Many thanks Martin!

I was completely overlooking the behaviour for a length 1 vector with 00:00:00. More coffee needed for me I think.

Best

Tim


On 15/08/2023 08:58, Martin Maechler wrote:
Tim Taylor
     on Mon, 14 Aug 2023 12:26:51 +0100 writes:
     > Martin,
     > Thank you. Everything you have written is helpful and I admit I am 
likely guilty of using as.character() instead of format() in the past().

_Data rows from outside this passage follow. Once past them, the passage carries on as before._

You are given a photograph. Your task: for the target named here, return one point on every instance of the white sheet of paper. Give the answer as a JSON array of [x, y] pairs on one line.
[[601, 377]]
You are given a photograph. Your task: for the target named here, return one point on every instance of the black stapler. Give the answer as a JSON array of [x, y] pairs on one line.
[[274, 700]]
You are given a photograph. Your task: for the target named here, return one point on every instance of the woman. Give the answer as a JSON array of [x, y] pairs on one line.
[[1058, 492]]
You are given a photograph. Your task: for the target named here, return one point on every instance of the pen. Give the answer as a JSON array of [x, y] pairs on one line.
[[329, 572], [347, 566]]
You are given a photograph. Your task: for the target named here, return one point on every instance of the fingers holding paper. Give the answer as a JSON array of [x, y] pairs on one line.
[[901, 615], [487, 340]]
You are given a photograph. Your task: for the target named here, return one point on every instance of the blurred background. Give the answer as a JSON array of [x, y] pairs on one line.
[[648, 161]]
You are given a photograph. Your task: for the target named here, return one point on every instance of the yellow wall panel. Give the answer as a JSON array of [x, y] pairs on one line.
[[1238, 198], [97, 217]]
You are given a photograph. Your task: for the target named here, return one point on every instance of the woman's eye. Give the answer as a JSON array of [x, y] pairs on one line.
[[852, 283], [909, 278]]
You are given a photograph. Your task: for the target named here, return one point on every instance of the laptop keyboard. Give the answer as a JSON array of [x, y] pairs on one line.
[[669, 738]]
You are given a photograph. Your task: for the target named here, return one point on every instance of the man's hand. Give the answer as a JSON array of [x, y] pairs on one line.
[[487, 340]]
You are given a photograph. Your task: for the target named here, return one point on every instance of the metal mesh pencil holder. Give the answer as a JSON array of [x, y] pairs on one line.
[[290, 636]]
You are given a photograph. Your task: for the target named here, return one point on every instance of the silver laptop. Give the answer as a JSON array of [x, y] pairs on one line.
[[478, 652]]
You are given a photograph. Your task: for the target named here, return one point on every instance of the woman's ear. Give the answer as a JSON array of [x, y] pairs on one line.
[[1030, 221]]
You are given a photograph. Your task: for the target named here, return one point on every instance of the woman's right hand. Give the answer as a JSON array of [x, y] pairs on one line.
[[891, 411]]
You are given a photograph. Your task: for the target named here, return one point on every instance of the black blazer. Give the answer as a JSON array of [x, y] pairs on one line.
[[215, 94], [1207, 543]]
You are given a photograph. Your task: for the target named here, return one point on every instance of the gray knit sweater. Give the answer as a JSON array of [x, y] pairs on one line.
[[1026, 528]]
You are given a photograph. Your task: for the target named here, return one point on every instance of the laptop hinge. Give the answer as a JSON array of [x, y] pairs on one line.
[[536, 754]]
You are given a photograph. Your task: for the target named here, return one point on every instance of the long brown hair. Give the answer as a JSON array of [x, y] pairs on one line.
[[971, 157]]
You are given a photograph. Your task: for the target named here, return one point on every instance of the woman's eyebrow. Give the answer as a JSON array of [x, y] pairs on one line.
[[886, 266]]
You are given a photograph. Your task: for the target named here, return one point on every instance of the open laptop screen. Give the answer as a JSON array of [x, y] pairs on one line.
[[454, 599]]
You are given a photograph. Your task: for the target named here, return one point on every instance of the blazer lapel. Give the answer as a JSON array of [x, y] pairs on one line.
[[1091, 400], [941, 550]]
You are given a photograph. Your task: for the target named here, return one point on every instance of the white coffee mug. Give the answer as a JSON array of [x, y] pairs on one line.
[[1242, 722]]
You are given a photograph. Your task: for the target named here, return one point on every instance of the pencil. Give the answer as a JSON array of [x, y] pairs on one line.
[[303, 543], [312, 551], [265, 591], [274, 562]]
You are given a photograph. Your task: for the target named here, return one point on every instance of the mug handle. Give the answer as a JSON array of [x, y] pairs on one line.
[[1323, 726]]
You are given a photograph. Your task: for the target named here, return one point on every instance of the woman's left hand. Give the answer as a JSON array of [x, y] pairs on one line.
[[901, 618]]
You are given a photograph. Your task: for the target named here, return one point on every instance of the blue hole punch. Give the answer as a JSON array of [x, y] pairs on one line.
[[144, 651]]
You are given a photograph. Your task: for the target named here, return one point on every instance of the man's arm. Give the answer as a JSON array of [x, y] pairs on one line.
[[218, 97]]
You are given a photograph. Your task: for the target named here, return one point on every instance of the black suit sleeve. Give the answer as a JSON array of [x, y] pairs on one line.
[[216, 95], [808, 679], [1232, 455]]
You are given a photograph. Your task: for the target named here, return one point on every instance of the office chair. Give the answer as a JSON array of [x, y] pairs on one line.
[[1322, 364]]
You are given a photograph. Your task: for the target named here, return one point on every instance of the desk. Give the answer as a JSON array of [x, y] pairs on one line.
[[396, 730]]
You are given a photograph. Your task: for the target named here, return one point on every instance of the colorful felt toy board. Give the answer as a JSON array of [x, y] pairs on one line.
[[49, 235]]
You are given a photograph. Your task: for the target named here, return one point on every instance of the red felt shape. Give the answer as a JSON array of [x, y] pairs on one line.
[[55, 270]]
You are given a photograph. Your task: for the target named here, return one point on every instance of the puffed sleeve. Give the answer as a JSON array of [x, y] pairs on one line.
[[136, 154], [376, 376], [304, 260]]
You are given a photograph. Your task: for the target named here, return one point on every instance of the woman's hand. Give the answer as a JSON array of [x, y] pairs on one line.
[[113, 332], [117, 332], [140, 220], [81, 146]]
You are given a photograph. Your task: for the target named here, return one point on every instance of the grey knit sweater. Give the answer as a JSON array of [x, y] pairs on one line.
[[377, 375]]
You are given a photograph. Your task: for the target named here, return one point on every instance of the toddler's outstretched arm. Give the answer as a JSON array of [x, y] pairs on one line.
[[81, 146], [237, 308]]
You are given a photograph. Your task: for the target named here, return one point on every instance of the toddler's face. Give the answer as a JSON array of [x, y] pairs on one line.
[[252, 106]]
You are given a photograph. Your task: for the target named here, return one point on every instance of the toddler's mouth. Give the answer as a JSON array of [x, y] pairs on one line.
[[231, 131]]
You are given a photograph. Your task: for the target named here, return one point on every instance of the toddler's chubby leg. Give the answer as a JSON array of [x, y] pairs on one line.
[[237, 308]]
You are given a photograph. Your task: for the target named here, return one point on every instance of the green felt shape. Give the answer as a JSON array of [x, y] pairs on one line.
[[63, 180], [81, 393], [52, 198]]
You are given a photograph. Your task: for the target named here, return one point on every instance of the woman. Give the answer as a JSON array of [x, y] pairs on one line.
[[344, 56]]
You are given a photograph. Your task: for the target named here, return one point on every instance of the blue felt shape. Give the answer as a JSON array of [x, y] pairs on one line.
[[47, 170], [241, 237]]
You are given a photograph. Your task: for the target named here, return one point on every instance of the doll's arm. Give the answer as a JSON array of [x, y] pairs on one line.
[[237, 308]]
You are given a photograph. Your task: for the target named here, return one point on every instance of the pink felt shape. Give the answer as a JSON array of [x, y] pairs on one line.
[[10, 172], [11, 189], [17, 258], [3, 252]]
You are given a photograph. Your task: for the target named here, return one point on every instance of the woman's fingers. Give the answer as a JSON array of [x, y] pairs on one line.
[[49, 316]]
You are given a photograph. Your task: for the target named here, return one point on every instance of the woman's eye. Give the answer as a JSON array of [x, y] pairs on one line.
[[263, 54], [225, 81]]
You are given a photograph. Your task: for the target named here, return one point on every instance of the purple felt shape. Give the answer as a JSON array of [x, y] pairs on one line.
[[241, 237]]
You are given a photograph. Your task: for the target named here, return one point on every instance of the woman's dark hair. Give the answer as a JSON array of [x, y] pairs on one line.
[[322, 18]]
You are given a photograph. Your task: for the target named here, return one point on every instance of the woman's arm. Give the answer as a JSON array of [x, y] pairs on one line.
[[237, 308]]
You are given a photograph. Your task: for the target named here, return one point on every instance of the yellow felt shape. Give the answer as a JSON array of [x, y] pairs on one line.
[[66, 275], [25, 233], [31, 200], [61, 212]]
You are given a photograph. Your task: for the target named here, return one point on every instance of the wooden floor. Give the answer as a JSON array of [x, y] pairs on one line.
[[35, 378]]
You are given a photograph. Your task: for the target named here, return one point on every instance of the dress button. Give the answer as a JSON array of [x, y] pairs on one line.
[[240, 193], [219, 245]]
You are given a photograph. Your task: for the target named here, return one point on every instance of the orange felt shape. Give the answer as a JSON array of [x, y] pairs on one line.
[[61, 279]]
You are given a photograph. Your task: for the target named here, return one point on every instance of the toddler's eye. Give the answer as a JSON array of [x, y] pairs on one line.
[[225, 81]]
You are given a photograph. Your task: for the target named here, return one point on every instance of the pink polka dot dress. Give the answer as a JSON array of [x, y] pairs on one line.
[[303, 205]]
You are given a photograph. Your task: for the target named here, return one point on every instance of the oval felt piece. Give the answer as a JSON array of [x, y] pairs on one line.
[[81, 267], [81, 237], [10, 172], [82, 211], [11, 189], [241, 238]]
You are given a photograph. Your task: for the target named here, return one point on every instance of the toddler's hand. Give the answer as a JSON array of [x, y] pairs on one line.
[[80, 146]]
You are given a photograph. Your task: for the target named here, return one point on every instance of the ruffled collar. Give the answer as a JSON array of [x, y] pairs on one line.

     > Ignoring the above though, one thing I’m still unclear on is the special 
handling of zero (or rather non-zero time) seconds in the method. Is the 
motivation that as.character() outputs the minimum necessary information? It is 
clearly a very deliberate choice but the reasoning is still going a little over my 
head.

     > Best
     > Tim

Hmm, I really don't understand what you don't understand.
Here's some annotated R code exemplifying that indeed now,
     as.character(x)[j] === as.character(x[j])
but previously that was not fulfilled  {when  as.character() was
the same as format() for POSIXct or POSIXlt}:

##-----------------------------------------------------------------------------
x0 <- c("1975-01-01 00:00:00", "1975-01-01 15:27:00")
t0 <- as.POSIXct(x0)
str(t0) #  POSIXct[1:2], format: "1975-01-01 00:00:00" "1975-01-01 15:27:00"
t0    #  "1975-01-01 00:00:00 CET" "1975-01-01 15:27:00 CET"
t0[1] #  "1975-01-01 CET" <-- yes, *no* 00:00:00   in no version of R

## In R <= 4.2.x  as.character() was using format() for POSIX{ct,lt} :
as.character(t0)    # "1975-01-01 00:00:00" "1975-01-01 15:27:00" << for R <= 
4.2.x
as.character(t0)    # "1975-01-01"          "1975-01-01 15:27:00" << for R >= 
4.3.0
as.character(t0[1]) # "1975-01-01"  {in all versions of R}


Note that indeed   as.character()  does drop redundant trailing 0s :

   > as.character(c(0.5, 0.75, pi))
   [1] "0.5"              "0.75"             "3.14159265358979"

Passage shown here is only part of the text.